Она несется что есть мочи по бесконечной тропинке в море трав, убегая от увязавшейся за ней с веселым лаем Милочкой. Какой удивительный день, как дышится легко, как пахнет волшебно цветами, какой красоты – в оранжевых и пурпурных красках – облака на горизонте! Гречишное поле, колышимое ветром по ту сторону речки, стена темно-зеленого леса за холмом, пчелиные домики с окошечками, похожие издали на скворечни. Она мчится в узком петляющем лабиринте зелени, шумное дыхание Милочки рядом, вот-вот она ухватит ее за край подола – тропинка сворачивает в сторону, впереди обрыв с клубящимся внизу туманом, ноги ее не слушаются, мгновенье, и она рухнет вниз, в темную бездну – она всплескивает отчаянно руками и неожиданно ощущает: тело ее невесомо, она летит! Легко, свободно, как птица!

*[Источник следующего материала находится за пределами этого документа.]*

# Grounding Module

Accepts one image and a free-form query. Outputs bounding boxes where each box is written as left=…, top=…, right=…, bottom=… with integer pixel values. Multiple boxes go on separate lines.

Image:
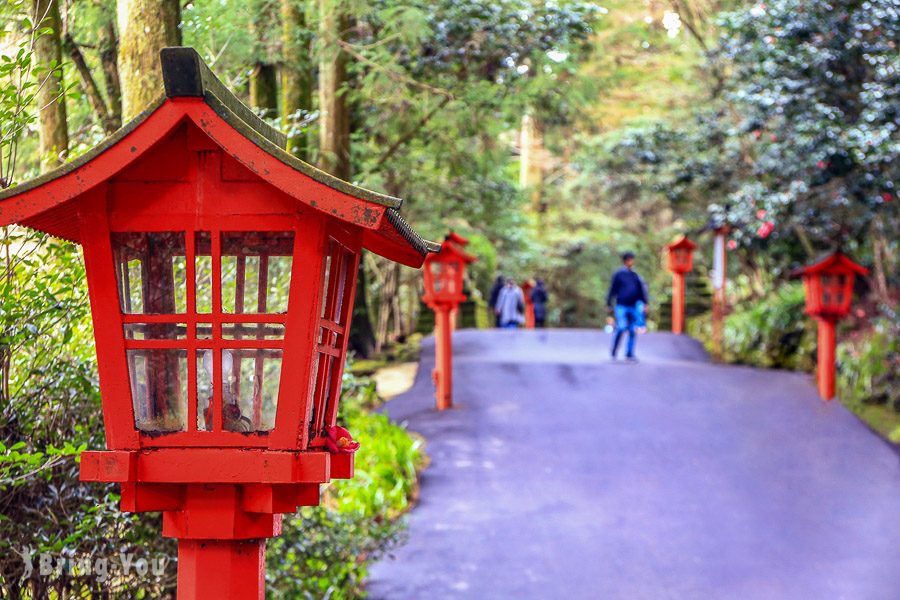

Мечется захлебываясь лаем на краю скального выступа Милочка, – она поднимается все выше, парит, раскинув крылья, делает круги над местечком, снижается – внизу базарная площадь, на нее глядят с восторгом и ужасом люди, она проносится мимо прилавков, лавчонок, лабазов, рундуков зеленщиков, мясной лавки Эльякима, – впереди здание синагоги, еще миг, и она врежется в козырек над входом – взмахнув резко крыльями она взмывает вверх, в синеву неба…

– Фейга, Лея! Да проснитесь же вы, наконец!

Волшебный сон тускнеет и гаснет. Над кроватью, где они спят вдвоем с младшей сестренкой, нависла фигура матери.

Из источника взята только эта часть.